Greece’s far right Golden Dawn party looks like a rather nasty piece of work. Supporters have been photographed in what appears to be Nazi-esque salutes; its party logo looks suspiciously like a swastika. The party has nonetheless skyrocketed to prominence in Greece in the aftermath of EU-imposed austerity programs, which have bailed out foreign speculators in Greek debt at the expense of the Greek economy.
The party, which was formed in the 1980s, came from electoral nowhere to win seven percent of the votes in the 2012 Greek elections. Its platform is clearly populist, anti-bailout, anti-immigration. Party workers have made inroads in Greek society distributing food and other assistance to a Greek population that has seen its formerly southern European standard of living descend to third world level existence with the smugly approving oversight of Brussels.
Two weeks ago, as Greece continues to implode, polls suggested that the party had more than doubled its support to 15%, which could well represent the difference between a minor party and a significant factor in Greek politics. An earthquake looked to strike the Greek political scene.
So the powers that be in Greece, backed no doubt by Brussels and Washington, had 22 party members arrested, including six Members of the Greek Parliament and the party leader Nikos Mihaloliakos. The party’s offices were raided by the police throughout the country.

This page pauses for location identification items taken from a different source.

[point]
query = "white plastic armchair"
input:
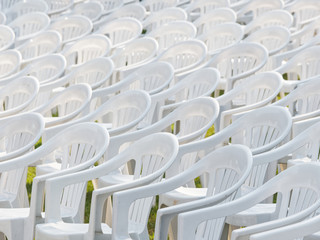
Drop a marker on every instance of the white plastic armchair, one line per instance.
(195, 118)
(221, 36)
(7, 37)
(173, 32)
(47, 42)
(202, 82)
(156, 19)
(152, 155)
(274, 38)
(152, 78)
(86, 49)
(29, 25)
(18, 135)
(257, 91)
(119, 114)
(237, 62)
(302, 147)
(227, 169)
(23, 7)
(66, 105)
(121, 30)
(17, 95)
(218, 16)
(303, 101)
(81, 145)
(300, 67)
(185, 57)
(293, 186)
(72, 28)
(257, 130)
(261, 130)
(277, 17)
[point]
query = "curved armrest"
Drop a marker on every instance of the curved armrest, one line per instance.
(244, 233)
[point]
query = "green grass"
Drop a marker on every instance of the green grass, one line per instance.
(153, 213)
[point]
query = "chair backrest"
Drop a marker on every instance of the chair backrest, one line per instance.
(20, 8)
(10, 61)
(197, 9)
(72, 28)
(184, 55)
(92, 10)
(157, 5)
(132, 56)
(227, 168)
(191, 121)
(47, 68)
(152, 78)
(199, 83)
(95, 72)
(3, 17)
(18, 95)
(277, 17)
(29, 25)
(44, 43)
(298, 196)
(120, 114)
(221, 37)
(7, 37)
(56, 7)
(303, 12)
(304, 145)
(173, 32)
(303, 65)
(86, 49)
(121, 30)
(293, 231)
(156, 19)
(110, 6)
(65, 105)
(254, 92)
(152, 155)
(133, 10)
(215, 17)
(260, 129)
(254, 9)
(239, 61)
(19, 134)
(274, 38)
(303, 101)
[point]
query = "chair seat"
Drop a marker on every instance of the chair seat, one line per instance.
(182, 195)
(48, 168)
(113, 179)
(257, 214)
(61, 230)
(12, 213)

The party was charged with operating a criminal enterprise, including murder, assault, and money laundering. The precipitating event was the murder of leftish Greek hip-hop singer Pavlos Fyssas by suspected members of the Golden Dawn party. The murder was the pretext for the frontal assault on the party.
As unappealing as the Golden Dawn appears to us, it seems rather a stretch to arrest the leaders of a political party for the alleged actions of its alleged members. Do we ask the political party membership of murderers here in the US? Was Nidal Malik Hasan a Republican or Democrat? It smacks of desperation.
Indeed it appears the Greek elite and their counterparts in Brussels and elsewhere are beginning to notice that there are consequences to their utter destruction of Greece, its economy, and its society. The financial speculators who have been bailed out on the backs of the working classes in Greece suddenly see a history lesson called “Versailles.”
Will arresting the people who have been distributing food to the starving in Greece reduce or inflame tensions in Greek society? Can outlawing a political party without addressing the roots of its extremist ideology produce desired results?
Ironically, the Golden Dawn party traces its ideological origins and even personal and political ties directly to the leaders of the Greek far-right junta that was spawned by CIA intervention and ruled the country as a kind of anti-communist US client state from 1967-1974.
Troubles ahead for Europe, migrating from south to north. Outlawing troubles will not make them disappear.